Indeed, Genovese has steadily been helping to rebrand contemporary country music into a hipper, more youth-oriented genre. Last year, for instance, she moved the CMA Awards from Nashville to New York. "We had more attention on us in New York City than we've ever gotten in Nashville." Now she'd like to see country reassert itself across the world.

"I do think that country is as strong now as it was then [ in the mid-1990s]," she says. "But right now I think the issue might be that we just do not have the artists travelling internationally, as Garth did. It's just not happening for whatever reason."

One reason, as the case of photogenic, clean-cut neo-traditionalist Brad Paisley may prove, is that you can have a huge, multi-platinum career in America, without ever troubling the rest of the world with your existence. "That's part of the problem," laughs Genovese. "If it is a problem."

If the CMA really want to grow the industry, they could do worse than listening to a compilation album made by Genovese's teenage son, Nolan.

There they would find the latest "white trash" anthem from Toby Keith, together with Top 40 reliables like Rascal Flats and Tim McGraw, rounded off with "all these rap guys" who clearly perplex his mother. Here they may find Cowboy Troy, who, apart from the indomitable Charley Pride, is one of the few black faces in country. Troy's music is a blend of country, rock and rap that he calls Hick Hop, which might also make a nice umbrella term for a new trend: McGraw's recent duet with rap-star Nelly, or even Trace Atkins's hip-hop-quoting party anthem Honkytonk Badonkadonk. You wouldn't immediately put them together, but country and hip-hop are America's great storytelling traditions, and both seem at home on the range.

Our money, however, is on Danielle Peck. She may look like a graduate of American Idol or Shania Twain's younger sister, and troublingly she too frequently claims to have shot a man in Reno just to watch him die, but at least the accent of her country is undiluted by pop ambition.
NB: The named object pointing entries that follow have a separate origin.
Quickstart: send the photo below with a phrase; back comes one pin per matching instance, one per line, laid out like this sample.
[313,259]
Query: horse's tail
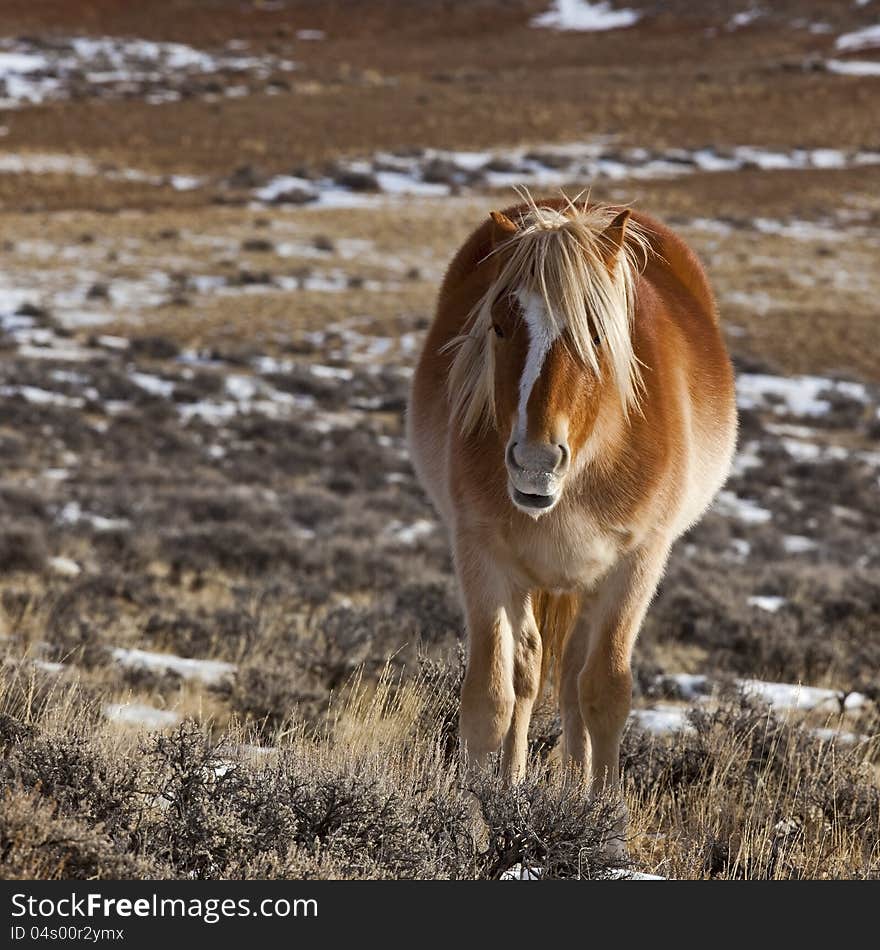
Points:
[555,615]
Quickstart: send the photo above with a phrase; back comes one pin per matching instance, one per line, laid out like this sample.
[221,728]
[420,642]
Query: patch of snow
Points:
[207,671]
[64,567]
[744,18]
[798,544]
[412,533]
[852,67]
[622,874]
[766,602]
[154,385]
[72,514]
[582,16]
[520,873]
[662,719]
[687,686]
[744,509]
[866,38]
[43,397]
[836,735]
[791,696]
[796,395]
[140,714]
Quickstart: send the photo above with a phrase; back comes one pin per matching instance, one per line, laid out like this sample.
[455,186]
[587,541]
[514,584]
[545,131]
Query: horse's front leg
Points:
[605,681]
[504,662]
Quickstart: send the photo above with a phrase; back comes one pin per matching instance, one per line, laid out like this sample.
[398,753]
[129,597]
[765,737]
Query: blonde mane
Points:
[560,255]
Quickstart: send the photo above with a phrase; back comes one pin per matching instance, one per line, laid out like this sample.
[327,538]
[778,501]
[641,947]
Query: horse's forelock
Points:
[588,291]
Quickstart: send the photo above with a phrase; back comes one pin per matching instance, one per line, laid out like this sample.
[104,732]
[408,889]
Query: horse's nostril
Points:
[564,456]
[538,457]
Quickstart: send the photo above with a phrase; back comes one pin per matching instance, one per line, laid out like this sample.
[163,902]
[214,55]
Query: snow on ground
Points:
[520,873]
[207,671]
[867,38]
[853,67]
[141,715]
[411,533]
[795,395]
[585,17]
[795,696]
[33,71]
[766,602]
[743,509]
[439,173]
[662,719]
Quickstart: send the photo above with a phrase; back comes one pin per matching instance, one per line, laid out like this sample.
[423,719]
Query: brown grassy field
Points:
[230,635]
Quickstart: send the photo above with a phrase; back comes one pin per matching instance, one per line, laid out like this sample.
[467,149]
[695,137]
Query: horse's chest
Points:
[557,559]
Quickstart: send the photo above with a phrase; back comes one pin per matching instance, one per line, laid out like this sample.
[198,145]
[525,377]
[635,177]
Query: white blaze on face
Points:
[541,338]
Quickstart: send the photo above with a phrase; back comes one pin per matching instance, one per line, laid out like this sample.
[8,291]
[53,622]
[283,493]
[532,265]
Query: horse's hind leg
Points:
[526,683]
[488,696]
[575,739]
[605,682]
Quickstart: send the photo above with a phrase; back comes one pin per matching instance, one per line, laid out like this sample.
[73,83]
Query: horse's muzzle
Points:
[536,472]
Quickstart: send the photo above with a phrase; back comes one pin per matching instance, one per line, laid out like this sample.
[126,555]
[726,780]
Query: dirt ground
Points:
[220,257]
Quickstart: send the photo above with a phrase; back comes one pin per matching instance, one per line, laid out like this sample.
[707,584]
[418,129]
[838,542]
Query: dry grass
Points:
[282,538]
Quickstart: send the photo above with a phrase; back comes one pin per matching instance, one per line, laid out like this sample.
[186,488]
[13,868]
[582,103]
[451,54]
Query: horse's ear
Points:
[613,237]
[501,228]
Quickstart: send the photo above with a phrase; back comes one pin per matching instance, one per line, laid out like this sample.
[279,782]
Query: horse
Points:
[571,414]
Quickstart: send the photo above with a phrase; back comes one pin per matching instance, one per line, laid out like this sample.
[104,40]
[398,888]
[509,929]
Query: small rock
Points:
[258,246]
[64,567]
[294,196]
[98,292]
[357,181]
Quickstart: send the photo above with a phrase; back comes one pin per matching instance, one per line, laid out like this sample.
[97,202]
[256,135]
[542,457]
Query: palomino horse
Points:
[572,414]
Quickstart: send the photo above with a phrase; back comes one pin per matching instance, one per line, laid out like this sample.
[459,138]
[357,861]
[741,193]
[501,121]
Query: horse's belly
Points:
[579,559]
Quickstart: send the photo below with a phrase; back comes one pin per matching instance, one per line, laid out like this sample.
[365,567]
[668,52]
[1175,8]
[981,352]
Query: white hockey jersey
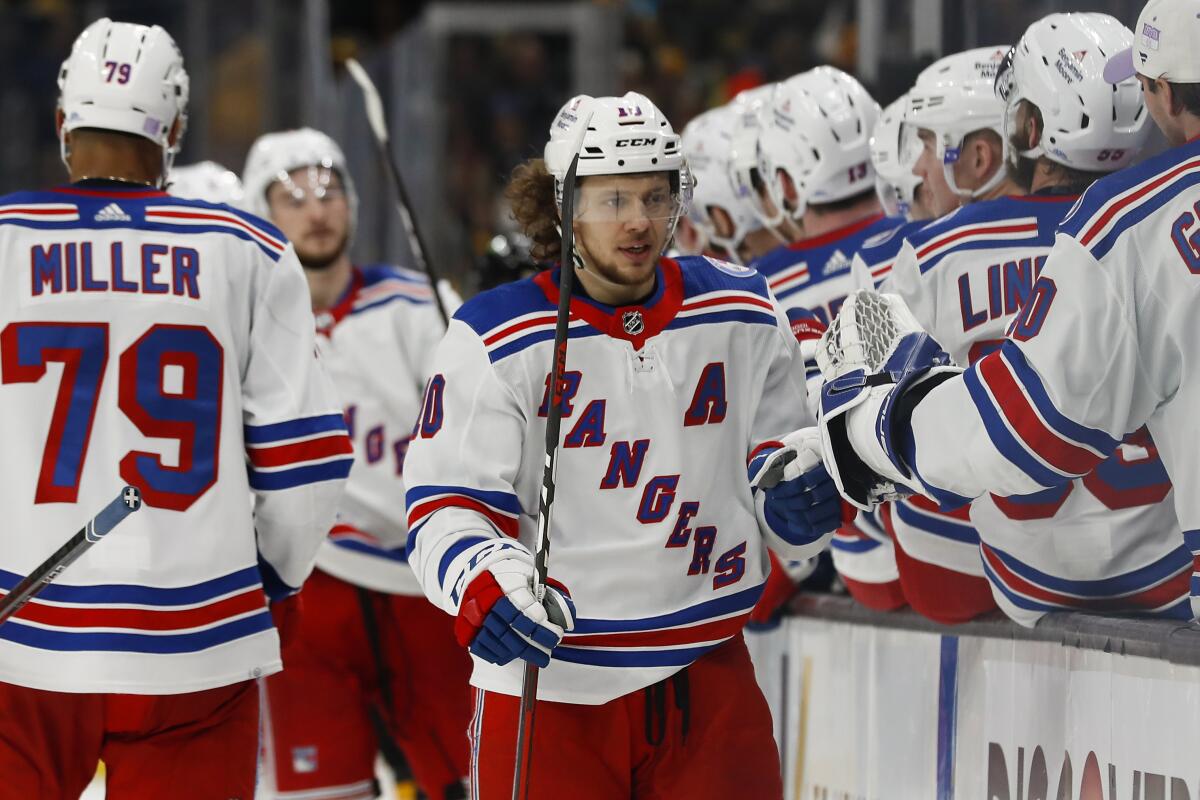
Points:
[169,344]
[377,343]
[654,529]
[1085,545]
[1101,348]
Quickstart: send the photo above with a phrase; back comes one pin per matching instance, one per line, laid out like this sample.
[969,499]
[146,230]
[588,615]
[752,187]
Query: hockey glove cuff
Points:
[871,359]
[796,501]
[499,619]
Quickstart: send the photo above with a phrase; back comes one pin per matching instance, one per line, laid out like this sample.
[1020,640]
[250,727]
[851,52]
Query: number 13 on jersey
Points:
[168,386]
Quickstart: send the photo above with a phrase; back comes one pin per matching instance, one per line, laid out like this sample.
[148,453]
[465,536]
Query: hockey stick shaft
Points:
[126,503]
[378,122]
[546,501]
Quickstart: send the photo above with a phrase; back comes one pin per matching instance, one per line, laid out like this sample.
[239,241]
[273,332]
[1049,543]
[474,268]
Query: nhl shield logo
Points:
[633,322]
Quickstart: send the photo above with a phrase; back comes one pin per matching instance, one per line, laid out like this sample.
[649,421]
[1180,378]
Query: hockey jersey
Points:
[165,343]
[1095,352]
[654,529]
[377,343]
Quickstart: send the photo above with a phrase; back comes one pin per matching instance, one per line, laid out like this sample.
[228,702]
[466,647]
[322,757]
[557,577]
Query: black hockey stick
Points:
[546,501]
[99,527]
[377,119]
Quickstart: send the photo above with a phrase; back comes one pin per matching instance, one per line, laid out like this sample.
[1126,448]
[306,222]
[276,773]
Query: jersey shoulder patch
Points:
[496,308]
[1115,203]
[985,224]
[702,275]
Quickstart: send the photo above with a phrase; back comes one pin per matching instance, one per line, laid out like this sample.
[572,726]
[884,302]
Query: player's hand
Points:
[796,499]
[501,620]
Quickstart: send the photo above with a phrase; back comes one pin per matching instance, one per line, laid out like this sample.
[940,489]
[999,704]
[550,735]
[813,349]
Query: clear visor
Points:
[319,181]
[605,198]
[1006,79]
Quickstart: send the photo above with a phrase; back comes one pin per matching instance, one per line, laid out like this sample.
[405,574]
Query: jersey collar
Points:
[622,322]
[329,318]
[837,234]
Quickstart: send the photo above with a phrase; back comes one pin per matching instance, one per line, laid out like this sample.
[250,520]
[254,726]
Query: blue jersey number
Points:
[169,385]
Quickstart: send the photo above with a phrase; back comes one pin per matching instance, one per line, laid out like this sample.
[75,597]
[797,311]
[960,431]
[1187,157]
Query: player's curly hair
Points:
[531,192]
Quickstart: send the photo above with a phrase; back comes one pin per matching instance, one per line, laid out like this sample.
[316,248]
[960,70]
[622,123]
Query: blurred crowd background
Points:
[472,86]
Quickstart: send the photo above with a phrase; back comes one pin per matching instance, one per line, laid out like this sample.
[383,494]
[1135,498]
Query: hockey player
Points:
[677,372]
[367,641]
[165,343]
[965,278]
[205,180]
[815,158]
[952,132]
[1103,346]
[732,230]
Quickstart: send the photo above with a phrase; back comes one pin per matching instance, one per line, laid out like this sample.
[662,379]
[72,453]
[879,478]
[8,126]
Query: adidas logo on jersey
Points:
[112,212]
[837,263]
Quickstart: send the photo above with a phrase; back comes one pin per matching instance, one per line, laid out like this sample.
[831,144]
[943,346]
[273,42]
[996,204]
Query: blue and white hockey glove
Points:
[796,500]
[877,362]
[499,619]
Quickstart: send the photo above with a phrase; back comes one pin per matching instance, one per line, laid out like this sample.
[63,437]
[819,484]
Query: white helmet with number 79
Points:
[815,143]
[1087,124]
[126,78]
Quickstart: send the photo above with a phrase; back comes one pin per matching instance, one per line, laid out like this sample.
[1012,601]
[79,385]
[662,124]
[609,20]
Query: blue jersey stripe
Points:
[258,434]
[1121,584]
[1062,425]
[133,595]
[941,527]
[502,500]
[359,546]
[681,657]
[288,479]
[1003,439]
[702,612]
[112,642]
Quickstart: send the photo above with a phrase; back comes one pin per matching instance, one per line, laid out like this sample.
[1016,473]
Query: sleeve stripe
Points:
[301,451]
[1001,437]
[1098,441]
[258,434]
[454,552]
[1020,415]
[505,524]
[288,479]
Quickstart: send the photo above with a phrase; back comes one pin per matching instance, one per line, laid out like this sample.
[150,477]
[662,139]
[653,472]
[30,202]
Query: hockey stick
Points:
[99,527]
[378,122]
[553,425]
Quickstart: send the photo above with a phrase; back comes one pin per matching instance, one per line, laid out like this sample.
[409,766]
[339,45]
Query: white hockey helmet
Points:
[817,131]
[954,97]
[624,136]
[127,78]
[1059,66]
[894,180]
[275,155]
[205,180]
[707,142]
[749,108]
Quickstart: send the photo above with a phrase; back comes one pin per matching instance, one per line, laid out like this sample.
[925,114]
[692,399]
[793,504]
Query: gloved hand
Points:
[796,500]
[501,620]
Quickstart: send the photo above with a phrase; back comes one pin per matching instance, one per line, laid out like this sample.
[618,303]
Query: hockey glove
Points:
[499,619]
[877,362]
[796,501]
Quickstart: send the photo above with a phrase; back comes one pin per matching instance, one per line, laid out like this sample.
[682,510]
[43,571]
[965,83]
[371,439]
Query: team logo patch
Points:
[736,270]
[304,759]
[1150,36]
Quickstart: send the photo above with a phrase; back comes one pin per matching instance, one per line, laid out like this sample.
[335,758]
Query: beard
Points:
[311,259]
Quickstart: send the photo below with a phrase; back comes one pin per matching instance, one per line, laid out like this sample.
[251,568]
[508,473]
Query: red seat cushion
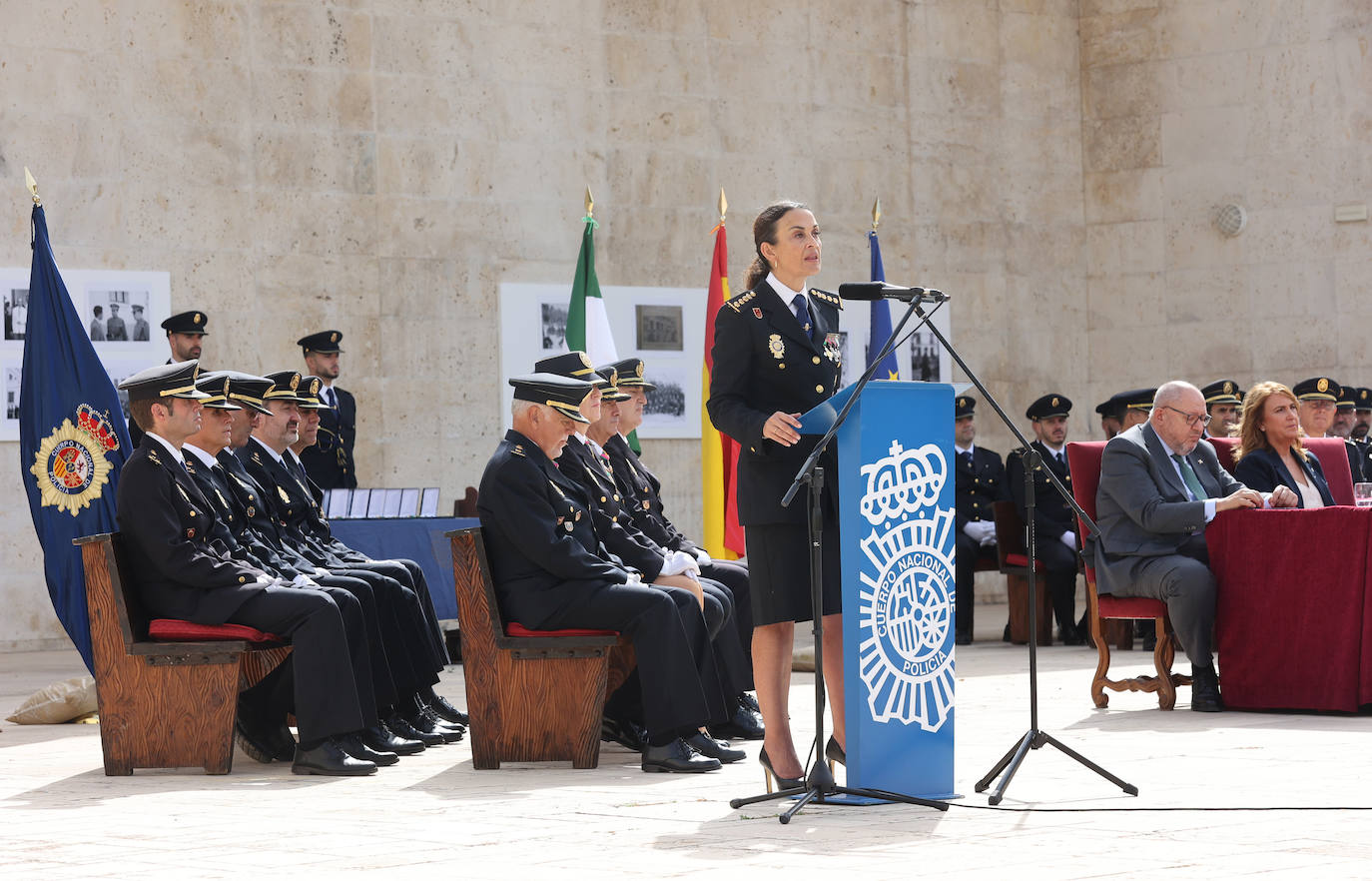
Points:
[1130,606]
[520,630]
[169,630]
[1023,560]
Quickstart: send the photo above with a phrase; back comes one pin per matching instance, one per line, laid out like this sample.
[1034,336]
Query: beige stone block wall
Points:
[381,166]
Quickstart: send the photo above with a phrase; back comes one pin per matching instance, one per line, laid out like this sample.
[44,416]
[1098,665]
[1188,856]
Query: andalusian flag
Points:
[880,319]
[587,326]
[718,451]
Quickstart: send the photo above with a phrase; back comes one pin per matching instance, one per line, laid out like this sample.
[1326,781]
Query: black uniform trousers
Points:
[323,627]
[663,624]
[965,579]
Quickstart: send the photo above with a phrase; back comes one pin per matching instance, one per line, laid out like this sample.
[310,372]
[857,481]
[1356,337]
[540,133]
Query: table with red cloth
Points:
[1294,617]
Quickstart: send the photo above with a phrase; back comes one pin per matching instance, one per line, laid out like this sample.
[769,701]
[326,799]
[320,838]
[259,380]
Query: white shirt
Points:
[171,448]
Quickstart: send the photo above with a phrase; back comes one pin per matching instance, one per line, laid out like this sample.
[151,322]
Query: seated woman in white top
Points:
[1269,450]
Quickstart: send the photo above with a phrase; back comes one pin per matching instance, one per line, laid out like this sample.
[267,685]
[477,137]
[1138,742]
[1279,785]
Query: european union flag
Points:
[880,320]
[72,437]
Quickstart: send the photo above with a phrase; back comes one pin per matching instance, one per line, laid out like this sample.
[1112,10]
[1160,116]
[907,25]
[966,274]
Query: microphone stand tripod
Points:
[1034,737]
[819,781]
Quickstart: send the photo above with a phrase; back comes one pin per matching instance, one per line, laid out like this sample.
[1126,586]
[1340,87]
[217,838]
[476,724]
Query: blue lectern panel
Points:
[898,501]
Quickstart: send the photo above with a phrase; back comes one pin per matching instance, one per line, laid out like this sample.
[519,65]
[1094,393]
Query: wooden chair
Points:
[162,704]
[532,696]
[1013,558]
[1084,459]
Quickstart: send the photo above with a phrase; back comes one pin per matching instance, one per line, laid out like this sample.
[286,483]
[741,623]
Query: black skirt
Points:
[778,572]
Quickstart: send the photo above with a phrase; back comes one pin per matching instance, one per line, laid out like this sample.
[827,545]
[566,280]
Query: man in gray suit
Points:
[1159,486]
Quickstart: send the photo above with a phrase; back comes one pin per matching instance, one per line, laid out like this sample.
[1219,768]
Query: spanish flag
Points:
[718,451]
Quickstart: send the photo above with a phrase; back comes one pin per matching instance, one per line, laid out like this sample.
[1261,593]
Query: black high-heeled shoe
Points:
[782,782]
[835,753]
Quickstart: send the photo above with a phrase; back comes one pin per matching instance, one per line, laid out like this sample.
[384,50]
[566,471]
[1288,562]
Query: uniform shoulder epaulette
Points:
[737,302]
[825,297]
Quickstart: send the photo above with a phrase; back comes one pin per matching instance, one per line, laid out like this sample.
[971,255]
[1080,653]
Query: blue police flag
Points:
[880,320]
[73,440]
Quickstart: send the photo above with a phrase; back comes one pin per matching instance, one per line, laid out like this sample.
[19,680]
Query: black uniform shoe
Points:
[712,748]
[743,725]
[624,731]
[403,729]
[1205,690]
[258,738]
[330,759]
[677,758]
[381,740]
[355,747]
[448,712]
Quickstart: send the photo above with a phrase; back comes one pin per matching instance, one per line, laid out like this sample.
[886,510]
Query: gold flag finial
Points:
[32,184]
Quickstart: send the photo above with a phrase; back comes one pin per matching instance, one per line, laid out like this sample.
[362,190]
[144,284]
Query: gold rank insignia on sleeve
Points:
[825,297]
[738,301]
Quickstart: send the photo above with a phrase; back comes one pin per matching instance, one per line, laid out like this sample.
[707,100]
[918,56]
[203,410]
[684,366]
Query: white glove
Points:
[679,561]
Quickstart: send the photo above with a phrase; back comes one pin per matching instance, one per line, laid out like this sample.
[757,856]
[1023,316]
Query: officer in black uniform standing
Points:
[980,479]
[330,461]
[549,572]
[1055,521]
[168,524]
[775,357]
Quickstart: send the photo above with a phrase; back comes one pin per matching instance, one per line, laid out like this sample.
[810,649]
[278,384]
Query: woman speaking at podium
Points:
[775,356]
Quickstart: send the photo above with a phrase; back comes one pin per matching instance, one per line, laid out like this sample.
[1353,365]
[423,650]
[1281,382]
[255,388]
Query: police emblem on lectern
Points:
[907,597]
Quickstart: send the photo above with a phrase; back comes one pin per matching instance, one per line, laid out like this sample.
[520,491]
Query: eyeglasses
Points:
[1191,418]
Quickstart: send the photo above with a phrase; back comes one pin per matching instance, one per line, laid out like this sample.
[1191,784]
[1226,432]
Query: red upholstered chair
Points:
[1224,448]
[1084,459]
[1334,458]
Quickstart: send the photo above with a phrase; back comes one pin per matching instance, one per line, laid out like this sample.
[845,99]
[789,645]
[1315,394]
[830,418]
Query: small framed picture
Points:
[659,327]
[428,502]
[356,505]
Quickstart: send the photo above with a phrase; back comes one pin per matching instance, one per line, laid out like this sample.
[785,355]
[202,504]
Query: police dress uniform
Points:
[980,481]
[166,525]
[330,461]
[549,575]
[766,360]
[1052,517]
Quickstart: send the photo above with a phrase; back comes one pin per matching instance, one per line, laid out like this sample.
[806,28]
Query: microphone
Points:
[880,290]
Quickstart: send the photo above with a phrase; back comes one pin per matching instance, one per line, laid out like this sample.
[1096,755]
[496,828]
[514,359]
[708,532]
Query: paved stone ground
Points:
[61,814]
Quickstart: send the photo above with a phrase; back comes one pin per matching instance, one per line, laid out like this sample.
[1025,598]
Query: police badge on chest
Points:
[832,348]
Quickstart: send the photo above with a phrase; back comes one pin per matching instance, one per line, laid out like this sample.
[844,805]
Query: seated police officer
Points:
[406,606]
[671,569]
[642,492]
[980,479]
[1222,401]
[549,575]
[182,572]
[1055,521]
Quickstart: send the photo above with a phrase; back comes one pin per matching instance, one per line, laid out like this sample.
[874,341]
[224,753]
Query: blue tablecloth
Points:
[413,538]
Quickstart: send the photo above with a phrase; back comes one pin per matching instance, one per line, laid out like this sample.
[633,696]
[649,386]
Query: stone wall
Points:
[383,165]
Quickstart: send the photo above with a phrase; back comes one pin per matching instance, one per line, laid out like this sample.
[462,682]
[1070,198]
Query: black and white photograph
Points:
[659,327]
[15,312]
[667,403]
[117,316]
[553,318]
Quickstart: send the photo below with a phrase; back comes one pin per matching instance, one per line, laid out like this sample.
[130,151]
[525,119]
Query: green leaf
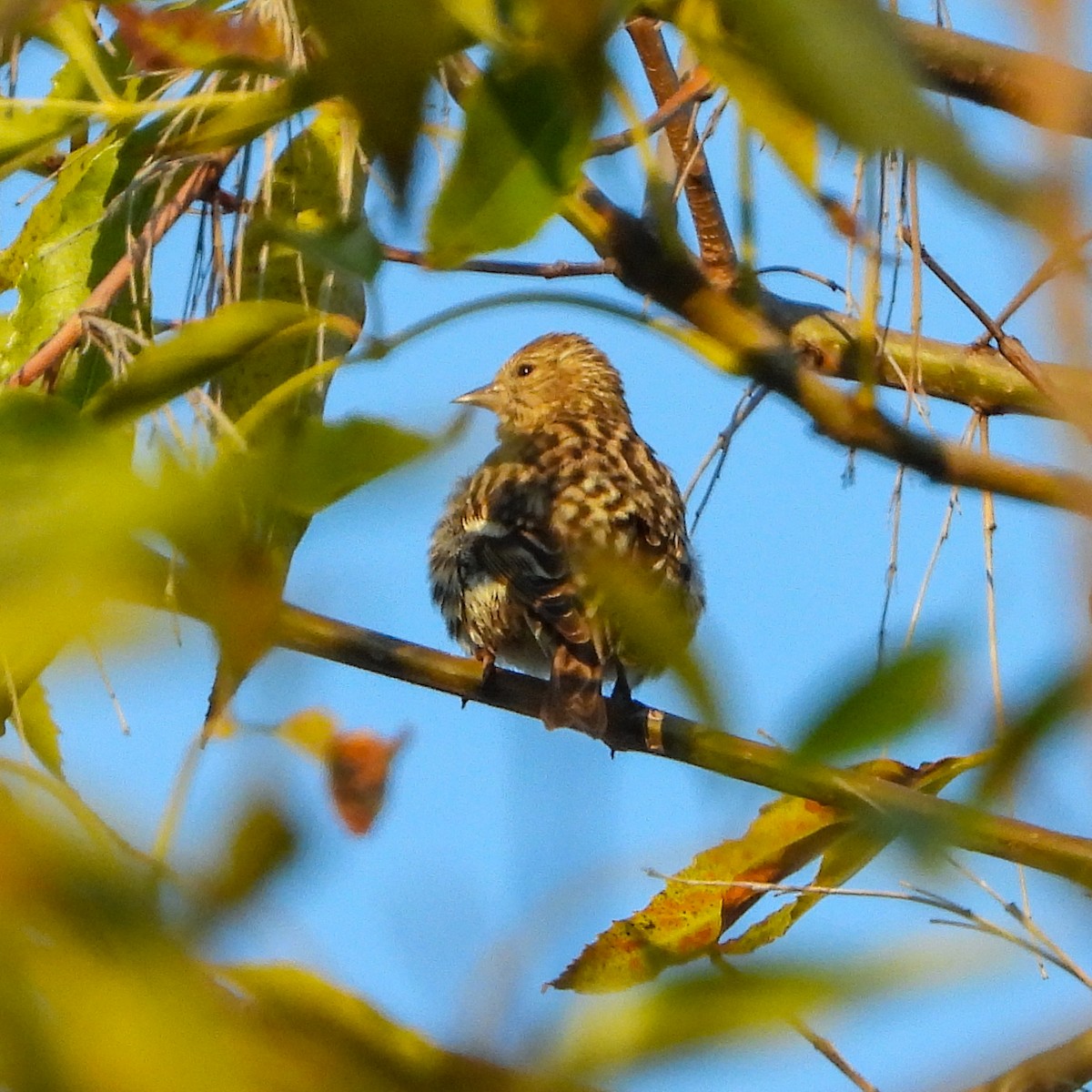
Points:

In I Don't, her first single, she unites two shibboleths of country - The Lord and Cheatin' - in one nicely succinct chorus: "You say I should stay with you, that Jesus forgives you. . . the difference is Jesus loves you - I don't." Whatever its political and religious hues, or its radio dominance or its mentions of Momma, or trains, or trucks, or prison, or gettin' drunk, country music, as Willie Nelson put it, is a place "where people tell their stories." The fights will continue, of course, but it's still the competing musical narrative of one nation under God, and a country divided.